The Dark Ages beckon: a vacation during which each trip in the rental car begins and ends with – oh, dear god, the horror – a manual unlocking or locking of the doors.
Of all the SNAFUS we'd faced since leaving home, this clearly was the worst. I left Laurel at the store, made a U-turn, and drove back to the Alamo rental center. Pulling up on the street, I encountered an employee I'd met before having a smoke (though this is Maui, it was a cigarette) out on the lawn.
She fondled my keys, unsuccessfully attempting to open the battery compartment with her fingernail. "Often people take the battery before they return the car," she said. "Just return the car and exchange it for a full-size one."
Since the last mid-size PT Cruisers had departed the lot, now I'd be able to get a car better able to hold all of our stuff, including the countless bags of groceries Laurel was accumulating at that very moment. All I needed to do was transfer two large suitcases, two carry-ons, a boogie board, and a duffel bag with all of our beach/snorkeling paraphernalia.
No problem, if I could have pulled the old car up next to the new car. But a girl at the Alamo Returns Department waved me into the return line, even though I told her the car had just been used for a quick trip to the natural food store and back.
"You can pick out any full-sized car in that line over there," she told me. "Over there" meant halfway across the Alamo parking lot.
I asked her to watch the PT Cruiser while I started ferrying our crap to a different vehicle. She jumped onto the rear hatch compartment, where she contentedly sat during my three back and forth hauling trips.
First time over, I used what I hoped was a new-found car selecting intuition to pick a G6. I didn't know what a G6 was, but the name on the grill sounded sporty and it looked in good working order. I stuffed a couple of heavy bags into the trunk, then went to lock the car so somebody wouldn't rip me off while I made the next trip.
Shit. I'd managed to pick a replacement car that also didn't have a working remote, a fact that jumped out at me when I saw there wasn't any remote at all on the key chain.
So now I had to move bags from the G6 into a Grand Prix, which I picked solely because it was sitting right next to the G6 and I was getting way tired of playing with suitcases after a too-long SNAFU day. After a few more trips back and forth to the PT cruiser I was headed back to the natural food store.
Where Laurel had made a good start on the shopping, but it still took a while before we loaded umpteen bags into a pleasingly easily lockable car. I tore into the potato chips, a long time having passed since we feasted on those first class salads.

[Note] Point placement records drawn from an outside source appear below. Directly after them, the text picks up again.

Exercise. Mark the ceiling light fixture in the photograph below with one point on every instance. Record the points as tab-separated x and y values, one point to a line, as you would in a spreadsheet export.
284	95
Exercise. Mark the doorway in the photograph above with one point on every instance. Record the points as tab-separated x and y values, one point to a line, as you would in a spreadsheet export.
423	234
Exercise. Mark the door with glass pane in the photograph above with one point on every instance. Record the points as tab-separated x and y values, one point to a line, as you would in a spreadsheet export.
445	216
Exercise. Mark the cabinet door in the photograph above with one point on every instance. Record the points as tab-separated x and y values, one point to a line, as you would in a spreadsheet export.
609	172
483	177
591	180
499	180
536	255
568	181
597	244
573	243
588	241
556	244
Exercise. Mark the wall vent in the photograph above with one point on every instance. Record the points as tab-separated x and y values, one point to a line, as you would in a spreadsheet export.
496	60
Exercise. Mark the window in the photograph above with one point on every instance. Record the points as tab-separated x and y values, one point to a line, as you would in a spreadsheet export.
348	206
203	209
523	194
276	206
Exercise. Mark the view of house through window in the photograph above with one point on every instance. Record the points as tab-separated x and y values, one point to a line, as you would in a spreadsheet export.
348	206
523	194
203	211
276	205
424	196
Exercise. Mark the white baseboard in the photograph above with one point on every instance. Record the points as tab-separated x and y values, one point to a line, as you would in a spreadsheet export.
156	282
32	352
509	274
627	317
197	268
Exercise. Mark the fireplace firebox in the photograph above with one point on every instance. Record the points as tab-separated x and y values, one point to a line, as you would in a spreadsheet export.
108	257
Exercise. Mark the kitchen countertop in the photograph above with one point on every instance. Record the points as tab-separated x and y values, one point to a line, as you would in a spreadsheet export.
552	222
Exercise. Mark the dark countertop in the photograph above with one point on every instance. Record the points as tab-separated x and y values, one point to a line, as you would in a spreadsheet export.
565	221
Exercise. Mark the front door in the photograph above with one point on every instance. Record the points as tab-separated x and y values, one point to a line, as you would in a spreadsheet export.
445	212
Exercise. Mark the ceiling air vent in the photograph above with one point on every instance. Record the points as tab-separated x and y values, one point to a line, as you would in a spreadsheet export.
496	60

Check-in at the Napili Kai went smoothly, against my expectations. I was strangely pleased when the lot closest to our room was filled up and we had to hurriedly park in a handicapped space while rushing to move our luggage and groceries.
Ah, back to SNAFU normality. I felt even more at home when the first sound we heard upon approaching the door to our oceanfront room wasn't the surf, but loud country music.
It didn't go on too late, which pleased our jet-lagged souls. And so far today it's been country music quiet. I noticed this morning, though, that a guy in a room downstairs went out to the bushes adjoining the ocean, leaned over a railing, and spit an astounding spray of something into the greenery.
Then he adjusted his baseball cap, looked pleased with himself, and walked back into his room. I'm fearing that we're in the midst of some sort of redneck convention, though I haven't figured out why they'd come to Maui.
Fortunately, the island has a way of quickly erasing SNAFU memories. A few hours on the beach today, and a half hour swim in Napili Bay, got me pretty mellow.
That's what happens when one of the biggest chores of the day is framing Molokai between your knees.